Bien sûr que les aventuriers y sont venus avec les moyens de l’époque pour y faire fortune. Cela prenait des mois pour arriver et les risques étaient nombreux. De grandes entreprises s’installèrent et y firent fortune aussi. Encore aujourd’hui, les mines d’or sont exploitées et demeurent le fondement de l’économie locale. À Dawson il y a bien ces magnifiques paysages tout autour mais une des plus belles vues c’est assurément ce regard vers le passé et l’humain qui en a fait l’histoire. C’est à voir et les kilomètres à couvrir en valent la peine.
Pour notre dernier soir nous avons la chance d’avoir une magnifique percée de soleil, phénomène assez rare dans les 15 derniers jours plutôt dans la grisaille. Nous empruntons une route pas loin qui s’appelle Dome Road et qui nous nous amène sur une montagne, véritable promontoire qui domine la ville et donne une vue imprenable sur toute la région de Dawson et le fleuve Yukon. C’est à tomber par terre. Puis, de retour au camping, la belle température aidant, patiemment nous attendons le soleil de minuit au pays où le soleil ne se couche pas.
Dawson c’est 500 km plus loin que nulle part mais c’est un incontournable moment d’histoire et le témoin vivant d’une époque pas si lointaine.

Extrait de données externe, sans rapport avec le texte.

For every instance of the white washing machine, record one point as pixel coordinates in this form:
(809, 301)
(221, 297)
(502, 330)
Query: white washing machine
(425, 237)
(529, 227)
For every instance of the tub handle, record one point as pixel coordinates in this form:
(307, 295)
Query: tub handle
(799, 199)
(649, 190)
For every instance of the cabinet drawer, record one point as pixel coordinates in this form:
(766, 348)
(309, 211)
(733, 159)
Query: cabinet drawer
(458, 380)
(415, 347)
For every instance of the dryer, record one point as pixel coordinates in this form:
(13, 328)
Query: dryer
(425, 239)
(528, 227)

À partir de maintenant nous amorçons un retour vers l’Est mais encore de belles choses nous attendent sur notre route. Il n’y aura pas souvent de réseau alors les éditions peuvent subir des retards….. à bientôt
2 réponses sur « Dawson City »
Encore superbe les photos et récits, merci pour le voyage numérique!! 😊
Voir Le Soleil de minuit à Dawson City c’est une belle façon de conclure la première étape du voyage.